I recently joined over 200 people at the Climate School and the University of Columbia, NYC, for Clim-Eat’s INNOV-EAT Expedition. At its heart, the event was a celebration of innovation. It involved taking a look at some of the exciting work going on within the food system to make it more sustainable and climate-smart.

This is right up my street. I’m a firm believer that efforts to tackle climate change and conserve nature will fail if they don’t take into account the impact of food and the food system. The food system is already the second-largest source of greenhouse gas emissions globally. With the world population set to reach 10 billion by 2050, food-related emissions are likely to rise significantly, and pressure to expand agriculture into wild spaces is also likely to intensify.

As director of the future of food at the Bezos Earth fund, part of my role is to find ways to nurture food systems innovations to try to tackle these problems. That means taking risks, making bold bets, and encouraging other investors and disruptors to do the same.

The INNOV-EAT Expedition did just that. It lifted the lid on how the scientific community is responding to the need to bring food production, consumption and distribution back within planetary boundaries.

Innovations discussed included supercharging food crops to produce higher yields via enhanced photosynthetic efficiency and developing shade-tolerance so that heat-sensitive crops can be grown out of the glare of the sun. It also looked at reducing methane emissions by re-engineering the gut microbiomes of cattle, and using a plasma reactor to synthesize ammonia, a key plant nutrient. Yes, you read that correctly, a plasma reactor!

(Photo credit: Rocío Lower / Bezos Earth Fund)

While these are all exciting innovations that target specific weaknesses in the current food system, they won’t all be relevant, appropriate, affordable, or acceptable everywhere. In other words, none of them will be a silver bullet. And they’re not supposed to be.

Instead, each will play a role in the broader “innovation ecosystem” - the huge range of new ideas that is continually being developed, tested, refined and deployed in response to specific challenges. Rather than single interventions, it’s the totality of innovations that will produce the results we need. The food system is such a large and complex beast that I believe this is the only way to do it.

Getting there means we need to challenge the status quo. For example, tweaks to agricultural management that are achingly slow to produce little more than underwhelming results will no longer cut the mustard. Climate change and habitat destruction aren’t waiting for us; we need to catch up. Only a wide spread of bold bets will get us there.

Of course, this also means there will be difficult conversations ahead – not just for donors and investors, but society-wide. We need new thinking, new innovations, new policies and new investments. We need to have serious and open discussions about controversial issues such as diets, animal sourced foods and alternatives to it, fertilizer use, GMOs and certain models of industrial farming. When it comes to discussing the future of food, nothing should be off the table.

(Photo credit: Rocío Lower / Bezos Earth Fund)
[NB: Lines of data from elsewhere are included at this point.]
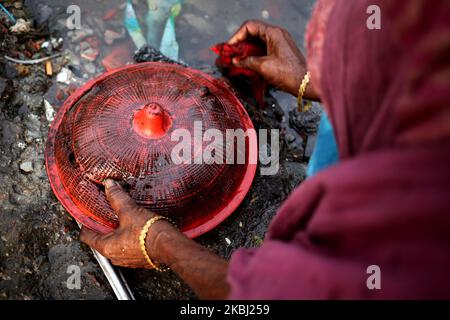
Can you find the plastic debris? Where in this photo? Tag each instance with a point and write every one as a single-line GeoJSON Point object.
{"type": "Point", "coordinates": [64, 76]}
{"type": "Point", "coordinates": [158, 11]}
{"type": "Point", "coordinates": [21, 26]}
{"type": "Point", "coordinates": [10, 16]}
{"type": "Point", "coordinates": [132, 26]}
{"type": "Point", "coordinates": [169, 45]}
{"type": "Point", "coordinates": [49, 111]}
{"type": "Point", "coordinates": [48, 68]}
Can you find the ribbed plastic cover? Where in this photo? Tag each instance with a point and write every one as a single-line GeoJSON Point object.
{"type": "Point", "coordinates": [120, 126]}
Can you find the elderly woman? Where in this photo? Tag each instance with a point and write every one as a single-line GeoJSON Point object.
{"type": "Point", "coordinates": [385, 203]}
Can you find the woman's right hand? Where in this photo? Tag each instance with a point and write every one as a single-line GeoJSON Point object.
{"type": "Point", "coordinates": [284, 66]}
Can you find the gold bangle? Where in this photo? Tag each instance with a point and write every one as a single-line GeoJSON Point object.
{"type": "Point", "coordinates": [142, 237]}
{"type": "Point", "coordinates": [302, 106]}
If that sounds daunting, it shouldn’t be. Look at how the world of food systems and climate change has itself transformed in the last decade: Ten years ago, food issues were on the sidelines of global discussions about tackling climate change. Now, food is on the agenda of the climate change community and vice versa. That’s a huge shift in perception, public opinion and behavior, and it creates an environment in which innovations and new ways of thinking can flourish.

As all eyes now turn to COP28 in Dubai later in the year, we want to turn moments like the INNOV-EAT Expedition into momentum, and use them to raise our ambitions and, along with them, the prospect of a sustainable food future.